The term ‘mitochondrial disorders’ refers to a large and heterogeneous group of genetic disorders, all of which lead to aberrations of the mitochondrial respiratory chain. A mitochondrial disease may be a result of mutations in nuclear DNA (genes residing on human chromosomes) or of mutations in mitochondrial DNA genes (DNA residing in the cell’s mitochondria). Therefore, the type of inheritance may vary, but a disease caused by mutations in the mitochondrial DNA is invariably inherited from the mother (maternal inheritance) and therefore males will not transmit the disease to their offspring. Diagnosis may also be difficult in the majority of cases, although some diseases (e.g. Leber hereditary optic neuropathy-LHON) are more easily diagnosed. Furthermore, the phenotype of mitochondrial diseases varies, some affecting multiple organs-functions (e.g. hearing, heart, etc.) or a single organ (e.g. the eye). In general, diagnosis relies on a detailed medical and family history, and genetic testing for specific mitochondrial DNA mutations will confirm the presence of the particular disorder.

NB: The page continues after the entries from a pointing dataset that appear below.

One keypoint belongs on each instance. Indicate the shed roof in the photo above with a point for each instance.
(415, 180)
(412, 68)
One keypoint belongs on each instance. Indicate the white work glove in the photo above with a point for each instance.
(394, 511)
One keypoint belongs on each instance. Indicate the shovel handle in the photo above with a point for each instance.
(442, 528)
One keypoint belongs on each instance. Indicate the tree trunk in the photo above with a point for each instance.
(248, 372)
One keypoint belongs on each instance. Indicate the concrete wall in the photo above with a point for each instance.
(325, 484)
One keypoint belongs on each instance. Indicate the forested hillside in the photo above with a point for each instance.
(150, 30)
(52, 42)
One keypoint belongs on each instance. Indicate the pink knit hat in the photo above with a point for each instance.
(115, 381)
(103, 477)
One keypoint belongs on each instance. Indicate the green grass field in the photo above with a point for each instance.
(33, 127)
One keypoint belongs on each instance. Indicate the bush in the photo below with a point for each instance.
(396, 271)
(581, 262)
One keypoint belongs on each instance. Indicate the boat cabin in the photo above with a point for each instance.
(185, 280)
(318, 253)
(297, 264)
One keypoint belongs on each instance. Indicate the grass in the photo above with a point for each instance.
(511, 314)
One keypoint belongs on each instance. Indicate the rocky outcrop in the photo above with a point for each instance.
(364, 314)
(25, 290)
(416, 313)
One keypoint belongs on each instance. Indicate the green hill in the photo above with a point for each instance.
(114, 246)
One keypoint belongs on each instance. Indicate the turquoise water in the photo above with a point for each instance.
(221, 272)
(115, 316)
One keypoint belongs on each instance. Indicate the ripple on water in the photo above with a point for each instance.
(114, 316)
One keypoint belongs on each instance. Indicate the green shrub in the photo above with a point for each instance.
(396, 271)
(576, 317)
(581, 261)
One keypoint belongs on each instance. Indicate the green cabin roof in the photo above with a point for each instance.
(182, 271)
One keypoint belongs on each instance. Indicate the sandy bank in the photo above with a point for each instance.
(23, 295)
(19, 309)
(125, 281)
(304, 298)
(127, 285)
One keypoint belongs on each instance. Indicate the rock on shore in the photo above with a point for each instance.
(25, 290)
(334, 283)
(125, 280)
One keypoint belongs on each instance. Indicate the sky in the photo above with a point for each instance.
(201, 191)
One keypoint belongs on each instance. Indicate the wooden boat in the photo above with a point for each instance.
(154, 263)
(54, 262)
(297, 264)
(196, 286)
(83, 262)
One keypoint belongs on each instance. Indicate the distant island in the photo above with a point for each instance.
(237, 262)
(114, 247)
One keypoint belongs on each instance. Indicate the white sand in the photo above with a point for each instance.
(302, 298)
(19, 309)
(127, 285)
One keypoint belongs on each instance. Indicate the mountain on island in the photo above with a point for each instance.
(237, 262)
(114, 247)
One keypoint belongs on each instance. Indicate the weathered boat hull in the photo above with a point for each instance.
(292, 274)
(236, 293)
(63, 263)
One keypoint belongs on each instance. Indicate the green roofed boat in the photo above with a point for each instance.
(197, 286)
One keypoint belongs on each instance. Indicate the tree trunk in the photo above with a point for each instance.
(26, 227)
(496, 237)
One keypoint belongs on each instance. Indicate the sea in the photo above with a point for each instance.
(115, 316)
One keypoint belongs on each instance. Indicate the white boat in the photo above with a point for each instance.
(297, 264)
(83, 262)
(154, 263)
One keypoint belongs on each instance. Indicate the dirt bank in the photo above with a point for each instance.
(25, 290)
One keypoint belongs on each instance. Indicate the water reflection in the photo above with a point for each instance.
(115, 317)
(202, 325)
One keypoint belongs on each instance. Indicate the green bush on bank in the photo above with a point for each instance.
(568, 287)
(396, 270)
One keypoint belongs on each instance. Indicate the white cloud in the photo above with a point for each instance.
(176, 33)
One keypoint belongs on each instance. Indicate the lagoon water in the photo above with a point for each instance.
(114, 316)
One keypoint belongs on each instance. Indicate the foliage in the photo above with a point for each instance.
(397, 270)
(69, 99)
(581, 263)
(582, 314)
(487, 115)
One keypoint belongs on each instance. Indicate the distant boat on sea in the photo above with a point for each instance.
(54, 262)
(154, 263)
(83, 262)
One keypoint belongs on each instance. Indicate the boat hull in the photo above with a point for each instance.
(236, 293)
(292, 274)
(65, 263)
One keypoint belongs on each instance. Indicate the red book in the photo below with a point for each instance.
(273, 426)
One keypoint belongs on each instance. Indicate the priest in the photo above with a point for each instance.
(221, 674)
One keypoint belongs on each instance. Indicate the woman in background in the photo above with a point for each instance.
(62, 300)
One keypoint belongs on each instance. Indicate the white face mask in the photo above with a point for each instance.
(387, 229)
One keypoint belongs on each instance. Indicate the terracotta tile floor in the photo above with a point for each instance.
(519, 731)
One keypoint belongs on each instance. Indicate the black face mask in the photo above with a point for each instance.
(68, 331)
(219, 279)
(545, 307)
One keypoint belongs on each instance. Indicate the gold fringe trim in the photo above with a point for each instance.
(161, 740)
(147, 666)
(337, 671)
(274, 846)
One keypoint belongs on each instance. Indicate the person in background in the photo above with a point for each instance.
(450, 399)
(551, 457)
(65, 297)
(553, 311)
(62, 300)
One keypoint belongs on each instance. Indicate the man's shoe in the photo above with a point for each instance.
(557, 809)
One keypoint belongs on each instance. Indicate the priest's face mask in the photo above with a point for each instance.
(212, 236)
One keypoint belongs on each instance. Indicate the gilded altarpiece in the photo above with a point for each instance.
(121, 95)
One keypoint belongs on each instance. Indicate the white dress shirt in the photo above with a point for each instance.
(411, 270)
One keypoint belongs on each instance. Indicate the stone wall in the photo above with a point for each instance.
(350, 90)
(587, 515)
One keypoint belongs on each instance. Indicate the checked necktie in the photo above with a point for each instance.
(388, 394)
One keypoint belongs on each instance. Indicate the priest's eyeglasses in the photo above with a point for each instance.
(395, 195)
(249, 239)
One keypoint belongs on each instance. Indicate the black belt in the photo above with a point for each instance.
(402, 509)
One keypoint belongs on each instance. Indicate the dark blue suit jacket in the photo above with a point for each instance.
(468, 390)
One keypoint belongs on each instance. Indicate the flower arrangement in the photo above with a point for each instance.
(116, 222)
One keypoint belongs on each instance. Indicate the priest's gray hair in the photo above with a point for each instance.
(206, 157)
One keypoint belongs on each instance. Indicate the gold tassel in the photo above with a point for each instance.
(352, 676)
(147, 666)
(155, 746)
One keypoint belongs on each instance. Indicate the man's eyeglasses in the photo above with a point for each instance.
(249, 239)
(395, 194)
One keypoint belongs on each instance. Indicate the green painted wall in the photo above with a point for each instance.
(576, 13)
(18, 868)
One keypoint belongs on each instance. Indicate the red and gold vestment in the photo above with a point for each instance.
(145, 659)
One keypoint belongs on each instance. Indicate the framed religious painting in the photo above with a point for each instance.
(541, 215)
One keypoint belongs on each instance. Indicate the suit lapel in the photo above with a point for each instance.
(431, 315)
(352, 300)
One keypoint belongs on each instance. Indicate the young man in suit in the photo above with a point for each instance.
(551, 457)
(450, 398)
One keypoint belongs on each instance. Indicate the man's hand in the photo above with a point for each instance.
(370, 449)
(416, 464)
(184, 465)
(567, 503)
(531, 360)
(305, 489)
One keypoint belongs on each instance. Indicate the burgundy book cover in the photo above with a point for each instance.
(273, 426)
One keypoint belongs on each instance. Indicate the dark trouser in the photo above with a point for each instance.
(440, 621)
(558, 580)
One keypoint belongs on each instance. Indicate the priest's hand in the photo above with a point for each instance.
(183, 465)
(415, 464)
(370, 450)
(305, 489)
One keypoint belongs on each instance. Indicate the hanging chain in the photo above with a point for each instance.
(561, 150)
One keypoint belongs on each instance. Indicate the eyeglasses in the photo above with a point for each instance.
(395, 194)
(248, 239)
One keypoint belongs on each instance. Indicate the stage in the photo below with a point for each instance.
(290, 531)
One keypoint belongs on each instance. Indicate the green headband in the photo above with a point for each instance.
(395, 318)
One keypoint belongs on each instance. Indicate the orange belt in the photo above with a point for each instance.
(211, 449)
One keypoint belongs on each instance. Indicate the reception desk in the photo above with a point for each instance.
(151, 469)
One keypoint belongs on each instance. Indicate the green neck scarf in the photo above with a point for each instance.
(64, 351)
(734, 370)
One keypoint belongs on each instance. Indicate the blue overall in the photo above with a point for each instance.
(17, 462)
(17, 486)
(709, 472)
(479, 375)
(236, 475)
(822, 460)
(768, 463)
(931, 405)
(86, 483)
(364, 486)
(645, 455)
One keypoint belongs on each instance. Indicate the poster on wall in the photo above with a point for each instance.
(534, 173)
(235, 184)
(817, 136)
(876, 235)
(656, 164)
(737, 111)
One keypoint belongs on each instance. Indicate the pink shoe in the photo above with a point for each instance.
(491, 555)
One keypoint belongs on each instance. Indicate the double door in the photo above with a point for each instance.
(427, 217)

The estimated prevalence of all mitochondrial diseases is approximately 1 in 10,000 births.

Please find below a summary list of most mitochondrial DNA disorders and their corresponding mitochondrial DNA mutations.

Cardiomyopathy – m.3243 A>G, m.4269 A>G
Chronic progressive external ophthalmoplegia – m.3243 A>G, m.4274 T>C, deletions
Diabetes and deafness – m.3243 A>G, m.12258 C>A
Encephalomyopathy – m.1606 G>A, m.10010 T>C
Kearns-Sayre syndrome – deletions
Leber hereditary optic neuropathy (LHON) – m.11778 G>A, m.14484 T>C, m.3460 G>A
NARP/Leigh syndrome – m.8993 T>G, m.8993 T>C
MELAS – m.3243 A>G, m.3271 T>C, m.3251 A>G
MERRF – m.8344 A>G, m.8356 T>C
Myopathy – m.14709 T>C, m.12320 A>G
Non-syndromic deafness – m.7445 A>G

We perform automated bi-directional fluorescent DNA sequencing of the mitochondrial DNA or targeted mutation analysis, as well as deletion/duplication analysis, thus detecting the presence of the majority of pathological mutations for the above mentioned disorders.

IMPORTANT NOTE: For the sensitive detection of mitochondrial DNA mutations, analysis must be performed from DNA extracted from a skeletal muscle biopsy sample, as the presence of the mutation may not be detected in DNA from a peripheral blood sample.